If you’d have caught me on a bad day a few months ago and I think I would have told you I wasted my twenties. Not on anything nefarious or risky, but only simply wandering. I would have said I should have gotten it together—figured out what I was “meant” to do, knuckled down, and done it.
Sure, this is unrealistic. I realize that now. But I wanted to settled into something, feel at home in it, go deep with some kind of work.
That’s a part of what Peace of the Whole is about.
These are some small vignettes of my wandering. This is, in a way, a review of what’s led me here. To be honest, it hurt a bit to write.

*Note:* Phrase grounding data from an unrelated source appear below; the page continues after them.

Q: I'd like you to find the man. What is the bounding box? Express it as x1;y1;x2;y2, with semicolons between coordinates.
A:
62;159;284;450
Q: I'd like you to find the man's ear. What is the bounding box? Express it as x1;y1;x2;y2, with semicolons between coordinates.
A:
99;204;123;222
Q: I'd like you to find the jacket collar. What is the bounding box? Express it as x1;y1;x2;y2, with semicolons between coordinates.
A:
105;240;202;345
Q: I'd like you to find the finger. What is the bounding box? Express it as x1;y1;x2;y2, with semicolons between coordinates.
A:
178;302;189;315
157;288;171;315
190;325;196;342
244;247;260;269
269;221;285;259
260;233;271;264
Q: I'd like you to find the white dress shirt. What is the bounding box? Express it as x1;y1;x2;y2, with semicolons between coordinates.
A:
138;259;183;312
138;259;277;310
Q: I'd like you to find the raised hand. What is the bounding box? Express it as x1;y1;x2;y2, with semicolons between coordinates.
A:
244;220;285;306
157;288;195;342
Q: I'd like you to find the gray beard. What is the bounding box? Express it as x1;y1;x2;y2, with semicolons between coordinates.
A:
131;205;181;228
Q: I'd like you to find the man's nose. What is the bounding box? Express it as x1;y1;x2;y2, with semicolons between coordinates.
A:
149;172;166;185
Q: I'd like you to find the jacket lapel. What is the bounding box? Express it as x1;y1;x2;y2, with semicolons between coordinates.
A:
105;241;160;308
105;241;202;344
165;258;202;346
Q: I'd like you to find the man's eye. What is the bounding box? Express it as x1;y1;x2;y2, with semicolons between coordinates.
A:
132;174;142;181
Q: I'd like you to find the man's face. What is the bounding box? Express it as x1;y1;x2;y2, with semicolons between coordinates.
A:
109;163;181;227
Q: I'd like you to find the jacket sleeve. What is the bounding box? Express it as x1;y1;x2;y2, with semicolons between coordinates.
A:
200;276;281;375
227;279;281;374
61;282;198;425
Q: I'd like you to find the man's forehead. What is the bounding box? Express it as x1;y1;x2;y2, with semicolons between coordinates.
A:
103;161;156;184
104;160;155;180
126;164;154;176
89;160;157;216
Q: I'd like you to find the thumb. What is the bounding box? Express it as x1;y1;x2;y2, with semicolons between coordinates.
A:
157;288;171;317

It’s as much for me as it is for you.
17 years old, an August afternoon
I’m in my childhood bedroom, all my notebooks and a laptop set before me on my desk. What I want more than anything is to be a published author.
This, I am convinced, is the most profound thing a person can be. Nothing tops having your work immortalized in print. So I am working on my novel, as I have been since I was thirteen. I have short stories going on the side too, because you have to get published in The Paris Review first if you’re going to be a novelist. I am very serious about all of it because that is what I think I have to be. I’ve learned this from having read about Dickens, Dickinson, Woolf and others.1 I know this from having listened to best selling authors of our modern age speak in interviews and in TED talks. If I just craft my words and plot all perfectly enough, a publishing house will swoop it up, my novel will be on the bestseller list, and I will have Made It.
Every day that I am not working on my novel is a day wasted. Because, as I believe I learned from Liz Gilbert, the very worst thing that can happen to you is that you die with an unfinished novel in a drawer. I refuse to let that be my fate.
How I will make a living as an adult is unclear. I never attempt to make that clearer, even as college looms closer. I must do something of meaning, and nothing is more meaningful than writing.
At this time, I have no friends. Really, zero. Homeschooling makes this possible. I hang out with my grandparents and their friends and think my peers are absolutely ridiculous. I live completely in my head and cannot stand my body.
20 years old, a March afternoon
I’m in a building on my college campus called Hash. I’m too naive to understand why people snicker at the building’s name; to realize that it has any other meaning aside from something you do with potatoes. I’m on the the second floor, in an anthropology class.